Design e construção visual na infância
autor:
Viviane Silva
publicado em:
Trabalhar com materiais para crianças me faz lembrar coisas do passado e, com isso, vem um desejo de rever alguns traços da minha própria infância. Começa no ano de 1987 e ganha força mesmo nos saudosos e sem limites anos 90. Lá, a Barbie não tinha tantas versões, dançávamos alegremente músicas de conteúdo inapropriado, existiam os famosos guarda-chuvinhas, bolinhas e cigarrinhos (isso mesmo, cigarros!) de chocolate. Além disso, brincávamos na rua sem preocupação e não contávamos com tanta tecnologia. Mas chega desse papo de tia. É inegável que muita coisa mudou de lá pra cá – e no campo da pedagogia, mais ainda. Hoje, mais do que relembrar a criança que fui, quero refletir sobre a infância de hoje e, porque não, a de amanhã.
Para me ajudar nessa reflexão utilizarei o projeto feito em Amí em 2019, batizado de Ciranda e desenvolvido por iniciativa do Mathema. Seu foco é a educação infantil, ou seja, a aprendizagem de crianças de 3, 4 e 5 anos.
Tereza Bettinardi, em seu artigo no Medium, “Livro infantil: fetiche dos designers” faz uma reflexão interessante sobre coisas ditas infantis. Ela leva sua discussão para o campo do livro que circula, ocupa vários espaços (bibliotecas, escolas, casas) e que é um “…objeto que é mais coletivo que individual”, não sendo, portanto, somente um mero atrativo visual.
Esta reflexão se faz muito importante para o desenvolvimento editorial do Ciranda, uma vez que para ele sair do papel tivemos que pensar em formas de relacionar as publicações direcionadas para o público adulto – professores, diretores e coordenadores – e as publicações direcionadas para as crianças – utilizadas dentro da sala de aula.

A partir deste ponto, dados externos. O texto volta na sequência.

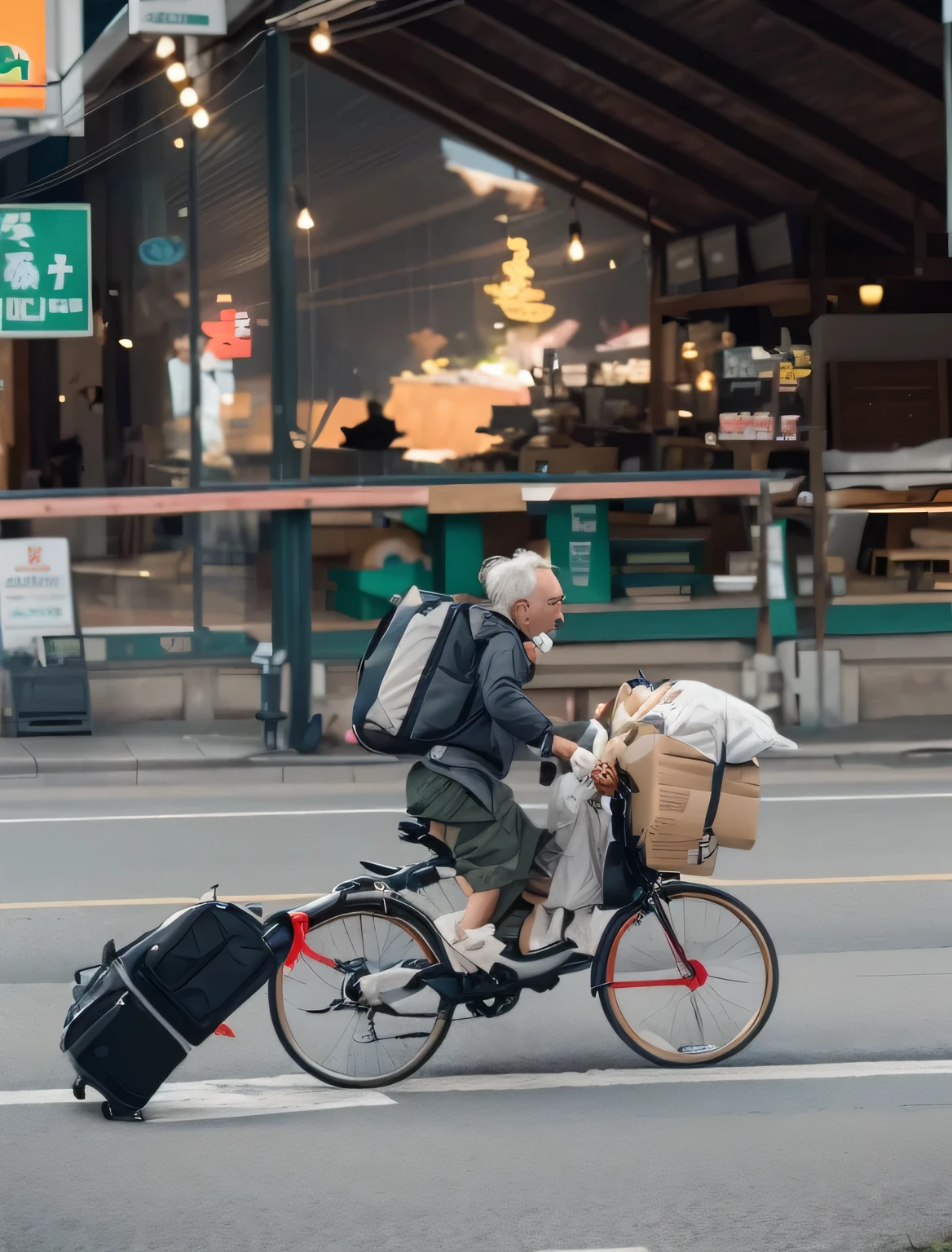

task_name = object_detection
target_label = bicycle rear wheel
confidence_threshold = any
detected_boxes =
[599,883,778,1065]
[268,902,453,1087]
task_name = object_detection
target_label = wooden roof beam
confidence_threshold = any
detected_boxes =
[304,39,691,234]
[465,0,908,252]
[896,0,942,25]
[556,0,945,209]
[402,20,779,219]
[759,0,942,100]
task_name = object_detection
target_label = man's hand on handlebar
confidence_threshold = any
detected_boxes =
[553,735,579,761]
[591,761,618,795]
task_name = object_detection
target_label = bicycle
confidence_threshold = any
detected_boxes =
[268,773,778,1087]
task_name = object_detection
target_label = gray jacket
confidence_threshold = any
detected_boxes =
[423,610,553,813]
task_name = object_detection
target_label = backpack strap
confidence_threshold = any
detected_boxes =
[704,743,728,835]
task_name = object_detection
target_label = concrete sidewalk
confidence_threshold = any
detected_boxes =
[0,716,952,787]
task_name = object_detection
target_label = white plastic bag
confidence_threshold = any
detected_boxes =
[639,679,796,765]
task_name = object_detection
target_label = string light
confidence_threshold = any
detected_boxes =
[569,196,585,260]
[311,21,331,56]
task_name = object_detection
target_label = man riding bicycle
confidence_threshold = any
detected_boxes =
[407,549,606,972]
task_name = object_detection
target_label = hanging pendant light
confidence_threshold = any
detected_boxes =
[308,21,331,56]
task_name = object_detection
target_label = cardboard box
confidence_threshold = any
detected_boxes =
[602,725,760,876]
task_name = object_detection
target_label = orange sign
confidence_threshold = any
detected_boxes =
[201,309,252,360]
[0,0,46,112]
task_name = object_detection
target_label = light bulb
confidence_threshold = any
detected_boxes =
[311,21,331,56]
[859,283,883,308]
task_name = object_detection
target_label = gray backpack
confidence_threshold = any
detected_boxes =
[353,587,490,756]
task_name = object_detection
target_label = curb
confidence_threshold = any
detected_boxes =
[0,738,952,790]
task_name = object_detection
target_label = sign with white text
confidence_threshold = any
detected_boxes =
[0,204,93,339]
[129,0,228,35]
[0,538,77,652]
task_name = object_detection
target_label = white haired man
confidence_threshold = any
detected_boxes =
[407,549,595,972]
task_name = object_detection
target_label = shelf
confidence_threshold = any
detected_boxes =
[654,278,810,317]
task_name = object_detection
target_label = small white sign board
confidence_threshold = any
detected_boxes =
[129,0,228,35]
[0,538,77,652]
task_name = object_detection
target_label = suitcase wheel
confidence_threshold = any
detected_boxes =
[103,1100,145,1122]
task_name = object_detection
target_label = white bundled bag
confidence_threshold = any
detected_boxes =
[637,679,796,765]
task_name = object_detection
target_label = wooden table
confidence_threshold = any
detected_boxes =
[873,547,952,579]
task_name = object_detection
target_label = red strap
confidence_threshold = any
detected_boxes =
[284,913,337,969]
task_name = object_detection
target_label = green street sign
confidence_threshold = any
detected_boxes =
[0,204,93,339]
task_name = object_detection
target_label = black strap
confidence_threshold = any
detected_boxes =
[704,743,728,835]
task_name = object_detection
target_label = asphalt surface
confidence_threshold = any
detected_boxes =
[0,760,952,1252]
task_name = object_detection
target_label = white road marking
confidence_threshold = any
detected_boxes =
[0,1074,394,1122]
[7,1060,952,1122]
[760,791,952,804]
[388,1060,952,1096]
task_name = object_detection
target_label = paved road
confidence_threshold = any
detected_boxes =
[0,766,952,1252]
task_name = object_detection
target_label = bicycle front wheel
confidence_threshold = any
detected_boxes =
[599,883,778,1065]
[268,904,452,1087]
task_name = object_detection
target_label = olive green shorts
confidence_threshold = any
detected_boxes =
[407,761,549,920]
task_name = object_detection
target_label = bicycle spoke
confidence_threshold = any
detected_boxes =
[602,888,773,1065]
[275,909,447,1086]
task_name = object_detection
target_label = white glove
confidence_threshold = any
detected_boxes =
[569,747,599,778]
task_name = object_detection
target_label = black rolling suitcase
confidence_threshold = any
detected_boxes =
[60,900,292,1119]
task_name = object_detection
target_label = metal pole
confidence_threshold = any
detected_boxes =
[942,0,952,257]
[188,126,205,631]
[264,30,311,749]
[264,30,298,481]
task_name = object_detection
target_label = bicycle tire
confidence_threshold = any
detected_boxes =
[597,883,779,1068]
[268,900,455,1088]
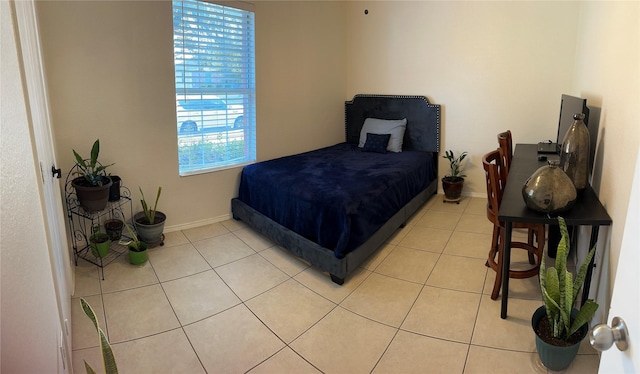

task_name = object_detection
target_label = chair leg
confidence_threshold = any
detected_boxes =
[527,229,536,265]
[491,229,504,300]
[484,224,500,268]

O projeto nasceu do olhar dedicado para os pequenos (e que aos nossos olhos estão maiores todo dia) e o caminho escolhido foi amenizar o impulso de abraçar o surreal e o extravagante e, sim, imaginar soluções ligadas à realidade das crianças, que, muitas vezes, gostam mais da embalagem do que dos brinquedos, que podem transformar qualquer objeto em um amigo – e até criar um imaginário sem nem precisar do designer. Observamos, então, sua vivência, principalmente dentro da sala de aula. Escrita, músicas, histórias, garatujas (desenhos)…
…o dicionário não sabe de nada (risos). Todo mundo gosta de se ver. Então o nosso “problema” aguardando solução é: “Como as crianças se veem ou enxergam o mundo?”. Precisamos trazer para esta conversa as latentes discussões sobre representatividade racial, de gênero, de formatos de corpos e de pessoas com deficiência. Este pensamento é importante, porque as crianças, apesar de terem suas próprias vivências e escolhas – não nos esqueçamos disso -, são, também, como todos nós, influenciadas pelo que veem, interagem, escutam e consomem. Elas são como dizem: “esponjas”.
E nessa brincadeira vimos graça, exatamente nos recortes disformes (porque é assim que criança corta), nos traços tortos (porque é assim que criança escreve), nos elementos simplificados e de fácil entendimento. Tivemos atenção às tipografias, não como crianças escrevem, mas com a legibilidade garantida para alguém que está começando a conhecer as letras e, numa das experiências mais enriquecedoras, contamos com uma equipe de 30 ilustradores para construir um ambiente extremamente diverso em traços, cores e representatividade de biótipos.
O Ciranda, além de revisitar a história de alguns clássicos da literatura infantil, nos deu a liberdade de propor adaptações nos livros, rompendo com padrões e trazendo novas discussões para a sala de aula. Imagine só uma Cinderela negra? Ou uma lenda chinesa que traz a relação entre um imperador e um rouxinol. Volto a repetir: todo mundo gosta de se ver e merece ser visto. Essas conexões constroem novas bagagens dentro da gente. E se eu vou carregá-la por toda minha vida, quero uma excelente bagagem.
Temos, no Brasil, questões muito complexas e desafiadoras no caminho para uma educação de qualidade para todos. Mas o que nós, designers, precisamos entender quando nos deparamos com uma demanda como a descrita acima, é que uma parte do compromisso com a educação é nossa e que é muito poderoso impactar, positivamente, a qualidade de vida de professores, alunos, coordenadores, diretores e escolas.
O Ciranda foi um projeto muito importante para a Amí e que nos fez aprender um bocado de coisas. Revisitamos histórias e aprendemos bastante sobre o desafio de desenhar e projetar para crianças (e aprendemos muito sobre licenciamento de textos e imagens também, mas quem sabe um dia a gente fala disso por aqui?!).